Almost everyone has admitted that EU-US trade deal TTIP won’t happen this year, including these trade ministers. In fact, Austria and France want to rechristen TTIP in a quixotic bid to detoxify the brand.

But it is not all doom and division in matters transatlantic. Today Germans and Americans meet at the Brandenburg gate to take down a three-metre-high wall with Donald Trump painted on it.

Bernie Sanders’ brother plans to run for election as an MP in David Cameron’s old constituency. You remember David? Went to Eton, slept with a pig (allegedly), resigned after plunging his country into constitutional crisis?

Tory Ian Duncan, the lead MEP on the Emissions Trading System, is flexing his mental muscles with Arnold Schwarzenegger.

But if the EU doesn’t get the Paris Agreement ratified sharpish, it risks missing out on a seat on an influential decision-making body.

UNESCO’s Director-General, Irina Bokova, tells why she should be the next UN Secretary-General. Budget Commissioner Kristalina Georgieva might not agree.

Prize for the best line in the fallout of the Kroes Bahamas Leaks controversy? “The fish rots from the head,” said Die Linke MEP Fabio De Masi, who called Juncker, “The godfather of corporate tax dodging.” More of these types of quotes in Brussels, please!

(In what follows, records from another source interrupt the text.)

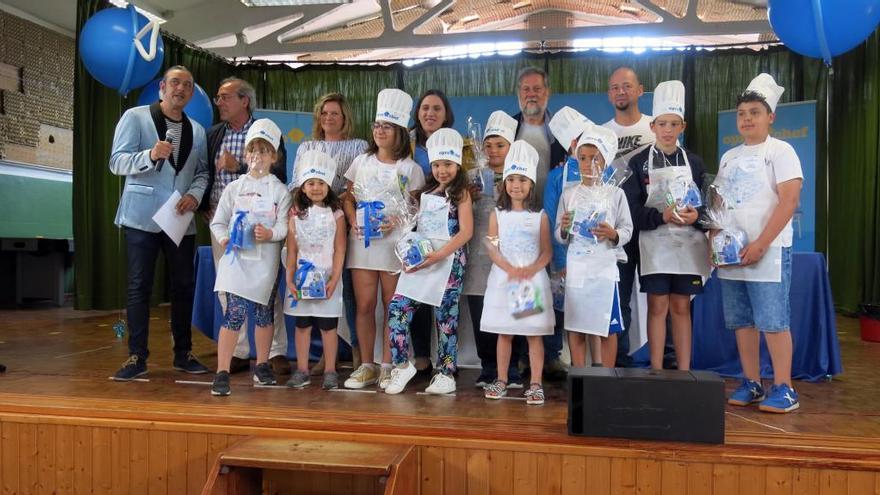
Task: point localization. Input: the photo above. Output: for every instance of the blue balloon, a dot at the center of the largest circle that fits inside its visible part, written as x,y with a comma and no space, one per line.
199,107
823,28
107,49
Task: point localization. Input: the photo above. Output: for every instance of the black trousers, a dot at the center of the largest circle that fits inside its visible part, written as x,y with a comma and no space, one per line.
143,250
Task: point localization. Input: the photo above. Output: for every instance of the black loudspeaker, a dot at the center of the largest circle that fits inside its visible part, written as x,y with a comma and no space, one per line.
642,404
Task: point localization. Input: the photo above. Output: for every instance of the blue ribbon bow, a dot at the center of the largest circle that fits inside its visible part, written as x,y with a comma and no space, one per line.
299,278
236,236
371,210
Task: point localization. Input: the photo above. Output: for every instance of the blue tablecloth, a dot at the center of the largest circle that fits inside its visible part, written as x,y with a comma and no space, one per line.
208,314
813,326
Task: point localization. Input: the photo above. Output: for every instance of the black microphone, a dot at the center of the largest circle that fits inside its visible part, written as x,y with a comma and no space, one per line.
169,138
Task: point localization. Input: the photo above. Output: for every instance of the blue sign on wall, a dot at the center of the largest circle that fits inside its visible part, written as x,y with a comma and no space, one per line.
795,124
295,127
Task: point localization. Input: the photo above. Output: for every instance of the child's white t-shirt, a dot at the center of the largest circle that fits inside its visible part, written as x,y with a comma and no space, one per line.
782,163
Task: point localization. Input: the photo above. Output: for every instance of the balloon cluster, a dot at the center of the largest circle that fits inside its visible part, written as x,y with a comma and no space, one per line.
122,50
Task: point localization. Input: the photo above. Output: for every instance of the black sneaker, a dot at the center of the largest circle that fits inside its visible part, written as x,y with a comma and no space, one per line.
131,369
487,377
238,364
220,386
263,375
189,364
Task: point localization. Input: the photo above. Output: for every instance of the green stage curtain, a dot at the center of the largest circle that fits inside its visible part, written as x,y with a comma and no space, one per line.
99,261
282,88
854,237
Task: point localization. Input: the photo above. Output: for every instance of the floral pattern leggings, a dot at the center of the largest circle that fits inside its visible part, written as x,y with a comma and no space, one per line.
402,308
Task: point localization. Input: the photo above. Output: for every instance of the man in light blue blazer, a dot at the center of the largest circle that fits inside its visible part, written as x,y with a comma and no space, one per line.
159,150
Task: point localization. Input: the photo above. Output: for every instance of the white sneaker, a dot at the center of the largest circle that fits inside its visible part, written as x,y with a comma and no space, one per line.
384,377
362,377
441,384
400,376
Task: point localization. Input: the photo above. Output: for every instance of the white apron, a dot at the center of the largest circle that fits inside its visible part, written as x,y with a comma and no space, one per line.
429,284
591,275
520,239
382,182
315,236
753,200
251,273
479,264
670,248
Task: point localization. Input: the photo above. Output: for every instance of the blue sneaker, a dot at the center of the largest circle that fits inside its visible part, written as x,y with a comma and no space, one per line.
782,399
135,367
748,392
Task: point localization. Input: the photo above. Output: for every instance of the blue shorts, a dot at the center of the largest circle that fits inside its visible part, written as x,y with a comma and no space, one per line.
667,283
762,305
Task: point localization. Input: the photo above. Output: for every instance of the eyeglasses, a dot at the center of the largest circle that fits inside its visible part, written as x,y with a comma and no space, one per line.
532,89
382,126
177,82
224,97
260,151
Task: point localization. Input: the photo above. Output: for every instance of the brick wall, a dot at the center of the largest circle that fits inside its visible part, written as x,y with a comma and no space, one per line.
41,106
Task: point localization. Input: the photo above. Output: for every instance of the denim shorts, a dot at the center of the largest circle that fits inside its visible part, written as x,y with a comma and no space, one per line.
762,305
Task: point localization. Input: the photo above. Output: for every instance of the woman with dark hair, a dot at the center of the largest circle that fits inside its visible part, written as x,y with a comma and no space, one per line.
332,134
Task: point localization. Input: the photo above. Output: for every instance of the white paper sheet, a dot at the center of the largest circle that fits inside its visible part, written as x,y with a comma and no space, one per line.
170,221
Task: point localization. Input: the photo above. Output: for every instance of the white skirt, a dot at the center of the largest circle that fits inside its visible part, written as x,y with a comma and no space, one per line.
496,311
379,256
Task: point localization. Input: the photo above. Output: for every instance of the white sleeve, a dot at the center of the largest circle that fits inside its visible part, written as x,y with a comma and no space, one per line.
223,213
416,178
785,162
351,173
560,212
622,219
279,230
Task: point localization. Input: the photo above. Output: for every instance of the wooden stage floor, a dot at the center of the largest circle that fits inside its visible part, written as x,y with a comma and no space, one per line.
65,355
59,361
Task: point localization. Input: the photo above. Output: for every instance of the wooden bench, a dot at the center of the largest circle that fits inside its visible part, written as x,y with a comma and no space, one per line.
381,468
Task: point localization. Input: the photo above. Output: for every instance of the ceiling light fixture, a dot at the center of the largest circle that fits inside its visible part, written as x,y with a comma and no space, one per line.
629,8
290,3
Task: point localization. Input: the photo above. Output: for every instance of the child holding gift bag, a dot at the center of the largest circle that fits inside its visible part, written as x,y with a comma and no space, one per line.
379,183
446,220
518,282
315,255
594,220
250,223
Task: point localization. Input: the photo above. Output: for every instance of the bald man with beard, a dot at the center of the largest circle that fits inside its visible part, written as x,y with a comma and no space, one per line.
634,134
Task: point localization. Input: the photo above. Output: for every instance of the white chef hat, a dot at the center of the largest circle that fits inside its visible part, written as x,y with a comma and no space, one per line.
315,164
445,144
602,138
502,125
766,86
567,124
669,98
264,129
394,106
522,159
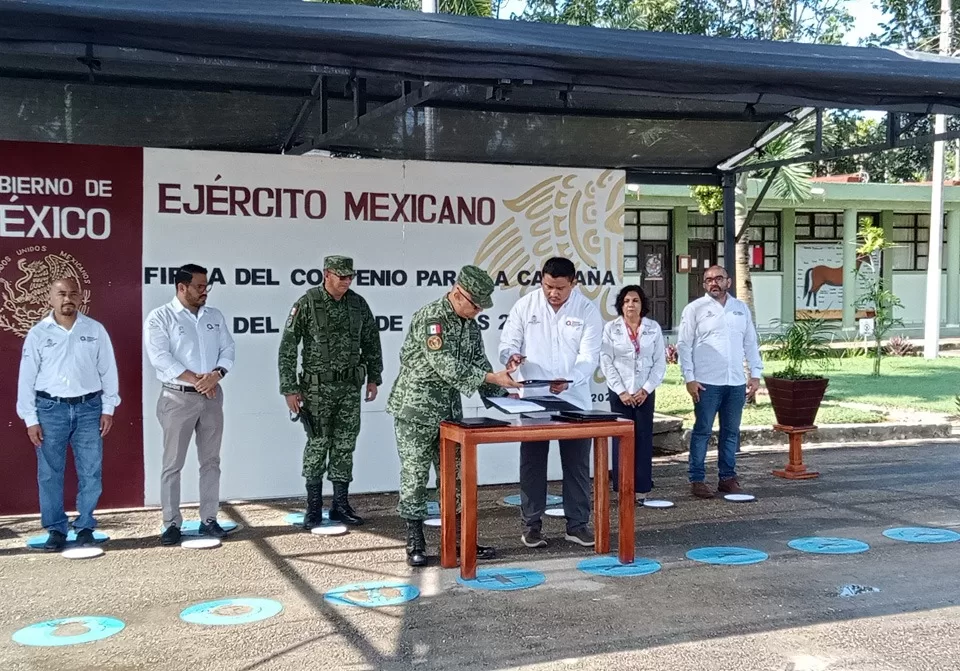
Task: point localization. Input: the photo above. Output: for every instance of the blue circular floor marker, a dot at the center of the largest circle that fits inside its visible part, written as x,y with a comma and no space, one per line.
68,631
372,594
504,579
36,542
231,611
824,545
514,500
296,519
192,527
610,566
728,556
922,535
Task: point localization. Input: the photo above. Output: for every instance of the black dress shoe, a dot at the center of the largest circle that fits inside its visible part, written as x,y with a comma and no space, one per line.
212,528
56,541
171,536
483,551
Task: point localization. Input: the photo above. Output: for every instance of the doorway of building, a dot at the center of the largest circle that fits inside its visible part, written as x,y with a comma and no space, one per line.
703,254
656,274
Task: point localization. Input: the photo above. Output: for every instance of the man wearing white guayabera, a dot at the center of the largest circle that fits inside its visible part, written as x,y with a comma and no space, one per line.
554,334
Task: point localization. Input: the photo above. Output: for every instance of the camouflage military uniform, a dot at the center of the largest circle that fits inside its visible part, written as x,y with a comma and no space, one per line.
341,350
442,357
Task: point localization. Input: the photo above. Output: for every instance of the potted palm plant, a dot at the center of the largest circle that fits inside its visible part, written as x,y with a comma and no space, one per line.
797,390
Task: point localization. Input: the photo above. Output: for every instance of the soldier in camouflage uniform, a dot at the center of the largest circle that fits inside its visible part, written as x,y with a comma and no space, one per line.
442,357
341,351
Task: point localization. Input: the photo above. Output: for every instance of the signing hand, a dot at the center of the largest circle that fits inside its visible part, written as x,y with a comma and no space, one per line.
514,362
35,434
694,388
294,401
501,378
207,382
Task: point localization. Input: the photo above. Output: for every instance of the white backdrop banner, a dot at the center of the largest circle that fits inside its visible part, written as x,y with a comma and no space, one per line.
262,225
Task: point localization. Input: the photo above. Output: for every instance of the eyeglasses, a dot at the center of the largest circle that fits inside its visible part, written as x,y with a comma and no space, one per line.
467,298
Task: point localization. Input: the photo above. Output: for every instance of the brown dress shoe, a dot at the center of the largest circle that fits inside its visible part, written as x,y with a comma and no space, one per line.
700,490
729,486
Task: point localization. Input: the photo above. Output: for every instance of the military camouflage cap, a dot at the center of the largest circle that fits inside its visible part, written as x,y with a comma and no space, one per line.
341,265
478,284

Brussels is meddling in how many coathangers homeowners must leave in their wardrobe for renting guests – a classic faceless bureaucrats story for Boris Johnson.

And it’s not just Brangelina who are separating. So is shipping giant Maersk, into transport and energy companies.

The Netherlands is unlikely to ratify the EU-Ukraine association agreement after voters rejected it in one of those pesky referendums. Meanwhile, another referendum in Bosnia’s autonomous Serb region could end very badly.

The coronation of Jeremy Corbyn as re-elected leader of the UK’s Labour Party on Saturday. David Miliband said Corbyn was “unelectable” in a transparently timed outburst yesterday. By our count, Jezza is on the cusp of his second leadership victory, while David, inexplicably popular in Brussels, couldn’t even win one.